This is an article from the Shaped 1.0 documentation. The APIs have changed and information may be outdated. Go to Shaped 2.0 docs
Images
Beyond Tags: The Power of Understanding Visuals for Relevance
In today's visually driven online world, relying solely on filenames, manually assigned tags, or interaction history for search and recommendation systems leaves significant value untapped. The rich, unstructured visual information within your platform's images – product photos, user-uploaded content, article illustrations, banners – holds the key to unlocking deeper relevance. Understanding these visuals allows systems to grasp:
- True Visual Content: What objects, scenes, or styles are actually depicted in this image, beyond basic labels?
- Aesthetic Similarity: Are these two items visually complementary or stylistically aligned, even if their metadata differs?
- Visual Nuance: Can we identify subtle visual attributes like color palettes, textures, or composition that influence user preference?
- Cross-Modal Understanding: How does the visual content relate to accompanying text descriptions or user queries?
- Latent Visual Preferences: Can we infer user tastes based on the visual characteristics of items they interact with?

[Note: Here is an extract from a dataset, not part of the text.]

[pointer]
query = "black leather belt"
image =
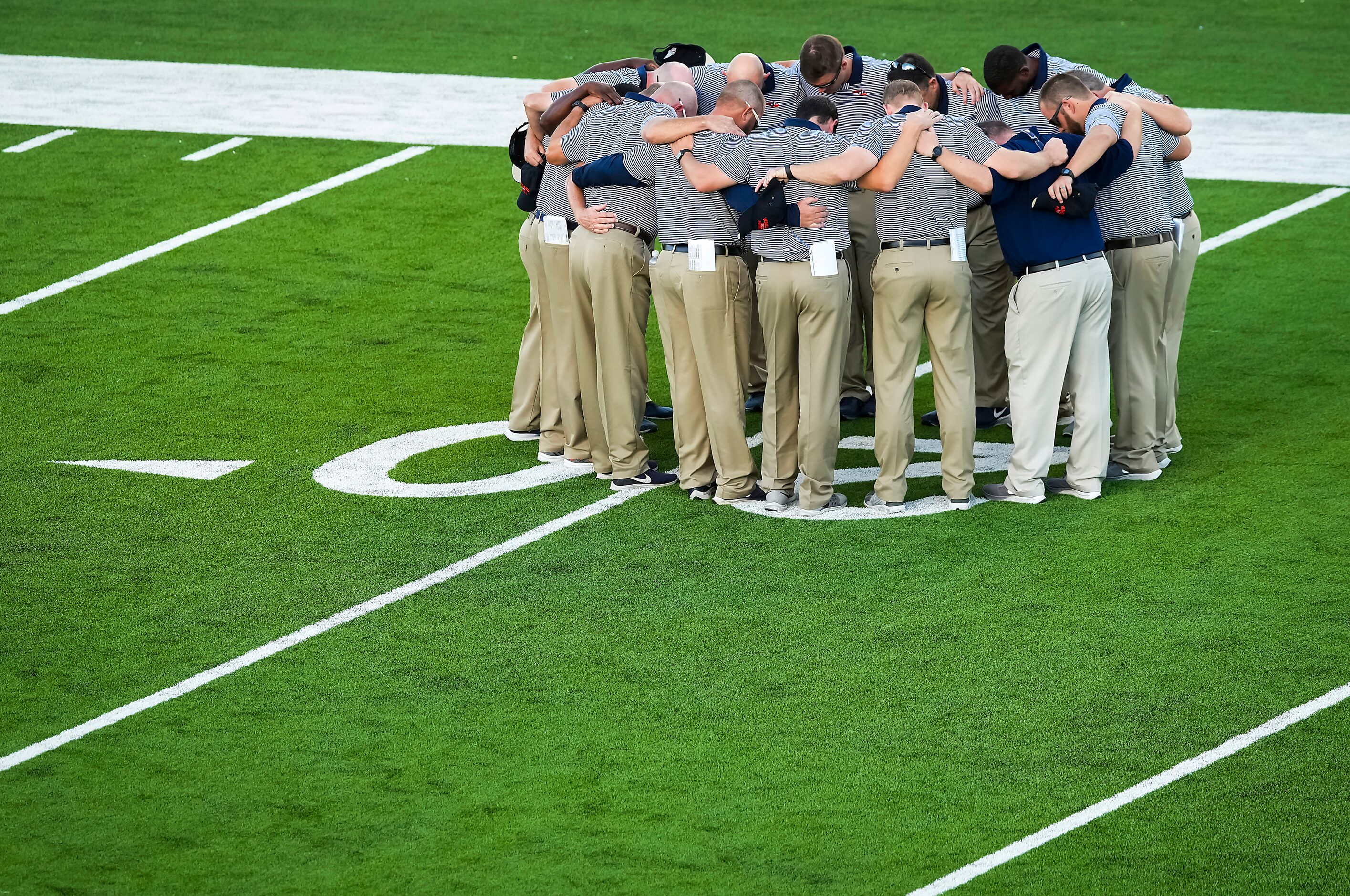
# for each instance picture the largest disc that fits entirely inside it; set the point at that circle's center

Transforming raw pixels into meaningful signals, or features, that machine learning models can utilize is a crucial, yet demanding, aspect of feature engineering known as Computer Vision (CV). Nail it, and you enable powerful visual search, style-based recommendations, and richer user profiles. Neglect it, and you miss a fundamental dimension of user experience and relevance. The standard path involves building complex, resource-intensive CV pipelines.
The Standard Approach: Building Your Own Visual Understanding Pipeline

Leveraging visual data requires turning unstructured images into structured numerical representations (embeddings) that capture visual meaning. Doing this yourself typically involves a multi-stage, expert-driven process:
Step 1: Gathering and Preprocessing Image Data
- Collection: Aggregate image assets from diverse sources – CDNs, product databases, user upload storage, content management systems. Often involves handling URLs or binary data.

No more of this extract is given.